Document Type

Article

Publication Title

UCLA Law Review

Volume

57

Publication Date

2009

Keywords

trademark, intellectual property

Abstract

Even though most scholars and judges treat intellectual property law as a predominantly content neutral phenomenon, trademark law contains a statutory provision, Section 2(a) that provides for the cancellation of marks that are “disparaging,” “immoral,” or “scandalous,” a provision that has raised intrinsically powerful constitutional concerns. The constitutional tensions surrounding Section 2(a), invariably, affect two central metaphors that are at war within trademark law: the marketplace of goods, which premises itself on the fixedness of intellectual properties, and the marketplace of ideas, which is premised on the very fluidity of language itself. Since the architecture of trademark law focuses only on how marks communicate information about a certain product or corporation within the marketplace of goods, it largely underestimates the more complex role that trademarks play within the marketplace of ideas. Conversely, by only taking into account a brand’s expressive implications, the provisions governing scandalous, disparaging and immoral matter fail to substantively address the source-identifying functions that these marks often serve.

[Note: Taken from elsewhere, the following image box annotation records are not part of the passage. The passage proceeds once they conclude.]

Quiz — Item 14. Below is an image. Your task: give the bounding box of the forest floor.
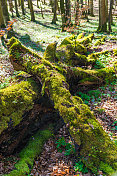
[0,1,117,176]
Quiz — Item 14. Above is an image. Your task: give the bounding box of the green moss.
[73,41,87,54]
[76,33,84,40]
[94,36,106,46]
[60,37,72,47]
[74,53,88,66]
[4,128,52,176]
[113,49,117,56]
[7,37,42,59]
[77,34,94,46]
[44,43,56,61]
[8,35,117,173]
[68,34,76,41]
[0,79,38,134]
[100,161,114,175]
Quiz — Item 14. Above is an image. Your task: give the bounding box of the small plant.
[74,160,88,174]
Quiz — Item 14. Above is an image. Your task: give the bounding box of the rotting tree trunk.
[8,38,117,175]
[0,77,61,155]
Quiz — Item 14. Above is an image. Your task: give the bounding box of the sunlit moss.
[0,79,39,133]
[4,128,52,176]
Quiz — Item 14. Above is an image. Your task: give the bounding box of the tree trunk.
[15,0,19,17]
[89,0,94,17]
[60,0,65,32]
[18,0,21,6]
[29,0,35,21]
[21,0,25,15]
[9,0,13,17]
[75,0,80,25]
[52,0,57,24]
[8,38,117,175]
[98,0,107,32]
[1,0,10,24]
[65,0,71,26]
[0,0,5,28]
[108,0,113,32]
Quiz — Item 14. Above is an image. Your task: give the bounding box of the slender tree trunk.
[1,0,10,24]
[75,0,79,25]
[21,0,25,15]
[8,0,13,17]
[65,0,71,26]
[15,0,19,17]
[105,0,108,21]
[89,0,94,16]
[29,0,35,21]
[18,0,21,6]
[52,0,57,24]
[0,0,5,28]
[108,0,113,32]
[98,0,107,32]
[60,0,65,32]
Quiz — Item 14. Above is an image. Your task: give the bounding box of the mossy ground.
[4,126,53,176]
[1,0,117,173]
[6,38,116,174]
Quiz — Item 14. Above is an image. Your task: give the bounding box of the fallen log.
[6,36,117,175]
[0,77,59,155]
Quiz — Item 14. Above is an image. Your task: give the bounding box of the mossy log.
[0,77,59,155]
[9,36,117,175]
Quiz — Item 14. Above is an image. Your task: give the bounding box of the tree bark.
[8,39,117,175]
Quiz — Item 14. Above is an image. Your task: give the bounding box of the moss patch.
[0,79,39,134]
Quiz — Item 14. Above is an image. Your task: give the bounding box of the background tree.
[89,0,94,16]
[98,0,107,32]
[52,0,58,24]
[60,0,65,32]
[65,0,71,26]
[0,0,5,28]
[29,0,35,21]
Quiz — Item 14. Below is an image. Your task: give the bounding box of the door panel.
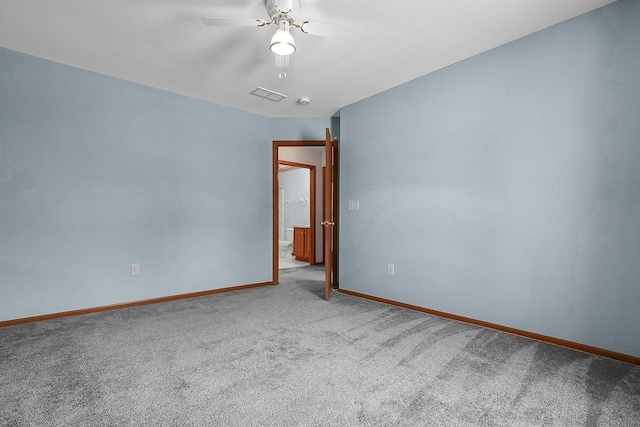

This Article starts from the premise that the best way to balance the tension between these two perspectives is to focus on the foundational role of the government in regulating the dual norms of both commerce and communication in trademark law. Borrowing from insights from critical race theory and anti-discrimination law, I argue, in this Article, that we need to grapple with the creation of a new kind of intersectionality among cultural symbols - an intersectionality that stems from the interaction of a trademark’s economic, commercial, and cultural identities. This project requires us to reexamine the very nature of the trademark itself. While most scholars classify trademarks as private goods, I argue that they operate much more like other public goods, a point that the laws of trademark often overlook, and which sets the foundation for the constitutional difficulties that pervade trademark analysis. By studying how intersectionality might help to resolve the multifaceted role that trademarks inhabit, we also, in turn, refashion the notion of intersectionality itself so that it takes a fuller account of the role of commodification in affecting the governance of identity within the commercial and political marketplaces of speech.